В Москве нас откормили и отправили на восстановление связи. Наша бригада налаживала линию на участке Тула – Калуга. В небольшом городке Алексине я первый раз узнал, что такое бомбёжка. Нам нужно было протянуть и подвесить провода через реку Оку, для этого приходилось залезать в когтях на 30-метровую вышку. Алексин немец бомбил часто, им нужно было разбить мост. Однажды я только взобрался на столб и вдруг вижу: летит «юнкерс» на бомбёжку. Не помню, как я успел соскочить со столба – и в укрытие. Кругом стояли наши зенитки, поэтому самолёты низко спускаться боялись, бомбы попадали в основном в реку. Хотя в наших бараках все стёкла вылетели от взрывной волны. Нет, тогда нам страшно не было. Даже интересно. Молодые были», – не задумываясь, отвечает ветеран на мой вопрос.

Как оказалось, весь страх у молодого связиста был ещё впереди. Выполнив задание, эшелон собирался в обратный путь. Но вместо дома ремонтников отправили в военкомат, откуда Анатолия распределили по специальности – в радиовзвод. «Месяц нас учили. Потом дали новое обмундирование, посадили в вагоны. В начале сентября 1942 года мы попали на линию фронта. Ночью пришли в расположение. Когда взошло солнце, оказалось, что мы находимся в небольшой роще. Осмотрелись, тут кухня пришла. Каша… ой, – расплывается в блаженной улыбке лицо старика. – Когда мы учились, кормили нас два раза в сутки, и то баландой, кусочек селёдки там плавает, несколько полосок капусты. В общем, были всё время голодные. А тут каша, да целый котелок. Я сижу ем. И тут налетели немецкие самолёты и давай кидать бомбы, обстреливать. Кругом летят снаряды. А я есть хочу и думаю: «Если и убьёт, так хоть наесться досыта». 

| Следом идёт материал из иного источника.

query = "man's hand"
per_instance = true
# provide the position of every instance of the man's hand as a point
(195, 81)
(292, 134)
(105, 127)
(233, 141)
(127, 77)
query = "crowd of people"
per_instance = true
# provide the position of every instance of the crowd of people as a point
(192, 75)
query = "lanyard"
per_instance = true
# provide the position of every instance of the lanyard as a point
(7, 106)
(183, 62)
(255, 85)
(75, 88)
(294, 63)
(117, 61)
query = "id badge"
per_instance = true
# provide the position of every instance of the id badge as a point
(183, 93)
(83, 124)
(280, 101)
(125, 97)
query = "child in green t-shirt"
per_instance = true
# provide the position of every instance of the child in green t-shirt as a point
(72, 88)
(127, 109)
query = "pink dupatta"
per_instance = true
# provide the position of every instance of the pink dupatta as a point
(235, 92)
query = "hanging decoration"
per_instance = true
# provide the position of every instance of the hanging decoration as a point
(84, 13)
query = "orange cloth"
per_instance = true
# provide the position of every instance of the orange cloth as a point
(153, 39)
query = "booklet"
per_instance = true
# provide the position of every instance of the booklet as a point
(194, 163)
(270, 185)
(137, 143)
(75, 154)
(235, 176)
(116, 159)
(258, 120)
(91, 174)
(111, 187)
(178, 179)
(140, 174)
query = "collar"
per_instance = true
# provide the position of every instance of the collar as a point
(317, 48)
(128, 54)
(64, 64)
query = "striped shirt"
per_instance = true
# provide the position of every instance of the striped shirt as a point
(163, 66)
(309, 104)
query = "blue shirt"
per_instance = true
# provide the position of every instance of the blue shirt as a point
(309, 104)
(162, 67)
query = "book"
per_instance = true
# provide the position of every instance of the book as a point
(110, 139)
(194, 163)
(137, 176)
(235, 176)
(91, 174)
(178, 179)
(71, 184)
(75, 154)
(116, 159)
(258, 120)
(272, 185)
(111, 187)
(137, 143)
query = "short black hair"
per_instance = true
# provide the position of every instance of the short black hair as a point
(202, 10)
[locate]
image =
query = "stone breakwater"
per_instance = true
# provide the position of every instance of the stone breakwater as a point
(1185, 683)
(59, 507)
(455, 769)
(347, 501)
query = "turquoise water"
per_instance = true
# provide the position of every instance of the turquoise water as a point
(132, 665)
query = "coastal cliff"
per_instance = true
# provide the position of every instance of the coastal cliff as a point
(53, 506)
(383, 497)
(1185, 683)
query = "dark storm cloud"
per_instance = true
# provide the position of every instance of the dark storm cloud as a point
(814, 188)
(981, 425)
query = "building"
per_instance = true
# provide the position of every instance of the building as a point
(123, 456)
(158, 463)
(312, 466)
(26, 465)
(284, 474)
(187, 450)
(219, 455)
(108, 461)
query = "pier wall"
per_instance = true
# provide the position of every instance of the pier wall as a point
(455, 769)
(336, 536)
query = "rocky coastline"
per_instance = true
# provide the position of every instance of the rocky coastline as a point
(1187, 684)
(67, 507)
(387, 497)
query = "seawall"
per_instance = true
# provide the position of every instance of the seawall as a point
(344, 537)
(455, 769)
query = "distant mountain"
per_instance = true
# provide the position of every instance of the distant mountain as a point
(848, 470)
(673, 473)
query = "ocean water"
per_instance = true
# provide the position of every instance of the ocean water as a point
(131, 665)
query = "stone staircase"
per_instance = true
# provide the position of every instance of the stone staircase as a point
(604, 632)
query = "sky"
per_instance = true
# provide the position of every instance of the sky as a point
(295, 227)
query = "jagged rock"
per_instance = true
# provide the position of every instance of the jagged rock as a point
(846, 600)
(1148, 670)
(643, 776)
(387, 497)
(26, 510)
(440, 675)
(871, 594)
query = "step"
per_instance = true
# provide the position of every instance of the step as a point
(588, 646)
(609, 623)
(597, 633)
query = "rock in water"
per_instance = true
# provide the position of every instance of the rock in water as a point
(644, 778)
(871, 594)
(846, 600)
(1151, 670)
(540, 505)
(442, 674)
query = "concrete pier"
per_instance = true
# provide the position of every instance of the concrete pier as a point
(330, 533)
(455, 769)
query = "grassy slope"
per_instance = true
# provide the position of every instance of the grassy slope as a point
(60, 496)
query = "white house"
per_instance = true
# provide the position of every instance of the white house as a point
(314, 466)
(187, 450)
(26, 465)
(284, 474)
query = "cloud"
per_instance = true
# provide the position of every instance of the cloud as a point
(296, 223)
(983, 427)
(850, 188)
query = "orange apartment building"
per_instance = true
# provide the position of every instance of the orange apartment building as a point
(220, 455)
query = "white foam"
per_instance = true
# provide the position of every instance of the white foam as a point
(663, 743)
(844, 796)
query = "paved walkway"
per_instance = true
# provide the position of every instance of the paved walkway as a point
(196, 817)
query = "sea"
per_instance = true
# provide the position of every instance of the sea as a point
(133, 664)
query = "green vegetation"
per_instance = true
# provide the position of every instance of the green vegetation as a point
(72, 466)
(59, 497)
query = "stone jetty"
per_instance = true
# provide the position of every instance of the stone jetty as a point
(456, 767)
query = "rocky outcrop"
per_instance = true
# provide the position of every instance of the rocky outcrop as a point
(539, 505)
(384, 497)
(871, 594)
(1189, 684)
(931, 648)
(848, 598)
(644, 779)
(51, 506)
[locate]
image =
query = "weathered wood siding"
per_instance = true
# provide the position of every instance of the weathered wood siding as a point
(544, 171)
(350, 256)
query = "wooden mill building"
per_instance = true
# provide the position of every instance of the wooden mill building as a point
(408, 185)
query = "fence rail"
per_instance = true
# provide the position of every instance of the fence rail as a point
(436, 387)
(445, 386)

Когда рассвело, нас повезли по частям. Я попал в артдивизион. Ра-диосвязь была заполнена, меня поставили временно телефонистом в противотанковую роту. Дали мне коняку (а коней я любил). Чистил его, водил на Дон поить и купать. Жили так: на телефоне отдежурил, каждый день одному солдату положены 100 грамм водки-сырца и пачка махорки. А я не пью и не курю, мне этого не надо. Свою порцию я отдавал солдатам. Потом в снабжении узнали, что есть непьющие и некурящие, и мне стали возить конфеты. 

Так мы простояли почти до нового, 1943 года. Однажды утром получаем приказ: на передовую. На 3 января назначили артподготовку. Разведки, и немецкая, и наша, работали хорошо. За несколько дней до начала операции немцы уже знали о готовящейся атаке. А наши, в свою очередь, узнали, что произошла утечка информации. Поэтому на 3 января мы получили задание замереть и никак не выдавать себя. В этот день шёл дождь со снегом, шинель моя намокла и покрылась ледяной коркой. С самого утра начали летать самолёты, но обнаружить нас им мешал густой туман. Над нами летают «юнкерсы», мы на фюзеляже кресты видим, а они нас не замечают. Кое-где бомбили, но нас так и не обнаружили. 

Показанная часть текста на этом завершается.